A German newspaper reported on Tuesday morning that Volkswagen CEO Martin Winterkorn will be fired by the end of the week. The report is unconfirmed, but it’s totally unsurprising; in fact, it seems inevitable. Winterkorn has to go, and while the full story probably won’t be known for weeks, this drama is already looking like a classic in the annals of business and leadership crises.

The immediate crisis began only last week, when the U.S. Environmental Protection Agency accused VW of programming 500,000 diesel-powered vehicles sold in the U.S. to cheat on emissions tests. VW didn’t dispute the charge. That was bad, a multi-billion-dollar problem that will deeply damage the company’s reputation. Then things got rapidly worse.

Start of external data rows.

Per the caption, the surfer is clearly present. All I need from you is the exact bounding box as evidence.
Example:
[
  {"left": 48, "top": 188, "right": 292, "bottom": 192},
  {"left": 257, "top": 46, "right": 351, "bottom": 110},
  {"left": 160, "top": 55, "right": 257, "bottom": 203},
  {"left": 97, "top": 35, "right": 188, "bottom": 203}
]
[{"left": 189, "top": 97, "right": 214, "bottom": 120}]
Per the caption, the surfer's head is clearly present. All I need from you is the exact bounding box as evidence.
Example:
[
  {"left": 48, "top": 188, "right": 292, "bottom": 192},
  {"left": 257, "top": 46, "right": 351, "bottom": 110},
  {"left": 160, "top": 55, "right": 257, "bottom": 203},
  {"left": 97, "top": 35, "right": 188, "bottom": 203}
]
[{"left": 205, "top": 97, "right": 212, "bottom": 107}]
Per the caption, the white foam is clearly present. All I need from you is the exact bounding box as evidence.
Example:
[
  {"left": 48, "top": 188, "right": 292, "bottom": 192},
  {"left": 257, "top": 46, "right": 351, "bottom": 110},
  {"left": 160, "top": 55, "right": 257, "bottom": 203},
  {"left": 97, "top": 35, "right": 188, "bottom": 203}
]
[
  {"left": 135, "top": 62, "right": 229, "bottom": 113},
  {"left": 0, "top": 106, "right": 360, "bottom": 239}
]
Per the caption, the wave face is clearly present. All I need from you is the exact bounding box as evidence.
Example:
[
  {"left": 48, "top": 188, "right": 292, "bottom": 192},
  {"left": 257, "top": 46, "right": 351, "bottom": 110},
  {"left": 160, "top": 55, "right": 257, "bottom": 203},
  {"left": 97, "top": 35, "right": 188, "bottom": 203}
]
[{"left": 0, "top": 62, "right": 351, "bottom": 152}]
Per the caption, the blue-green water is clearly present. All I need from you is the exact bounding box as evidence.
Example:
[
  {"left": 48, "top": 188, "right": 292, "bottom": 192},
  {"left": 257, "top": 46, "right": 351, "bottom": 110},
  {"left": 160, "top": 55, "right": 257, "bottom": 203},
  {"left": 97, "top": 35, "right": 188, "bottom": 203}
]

The test-cheating software was actually installed in 11 million vehicles worldwide, the company has now revealed. The U.S. Justice Department has begun an investigation into possible criminal behavior by the company or its executives. South Korea has launched its own investigation. So has Switzerland. There’s no reason to think the list will stop there.

VW has said it will take a $7.3 billion charge to its earnings, and this estimate of the scandal’s financial damage may be overly optimistic. Fines for the violations in the U.S. alone could total $18 billion. The stock is down 40% in just two days. And it’s impossible to quantify the reputational damage,w hich could last for years as the world comes to understand what VW did: It programmed its engines for the explicit purpose of deceiving emissions testing equipment so that when this equipment was connected, the engines sensed it and drastically reduced their output of pollutants. In normal use, the engines emitted up to 40 times more nitrogen oxide, which contributes to asthma, bronchitis, and emphysema.

The deeper story is that Winterkorn, 68, has been pushing VW toward historic goals and, until last week, appeared to be succeeding brilliantly. He declared a few years ago that VW would become the world’s largest carmaker, bigger than Toyota—an insanely ambitious target, or so it seemed. This past spring, he faced a challenge to his leadership when long-time chairman Ferdinand Piech, the corporate patriarch and grandson of the man who designed the VW Beetle in the 1930s, tried to force him out for reasons that were never clear. But Winterkorn rallied support from government and labor leaders, and Piech was forced to resign. Then, in June, Winterkorn achieved his goal; VW sold more vehicles in this year’s first half than Toyota did. Three weeks ago, VW’s supervisory board agreed to extend his contract through 2018. Formal approval was scheduled for this Friday. Winterkorn triumphant.

It’s too early to say how things went so wrong. Winterkorn oversees R&D, and he ran the Volkswagen brand in the years when the deception took place, so he may have known about it, or he may have been willfully ignorant, or he may have been deceived. It’s tempting to imagine a storyline of overweening ambition that led to desperate measures, but any evidence for that has not been brought forward.

I’d be amazed if Winterkorn isn’t gone by the end of the week. It’s a terrible story that will be rich with lessons.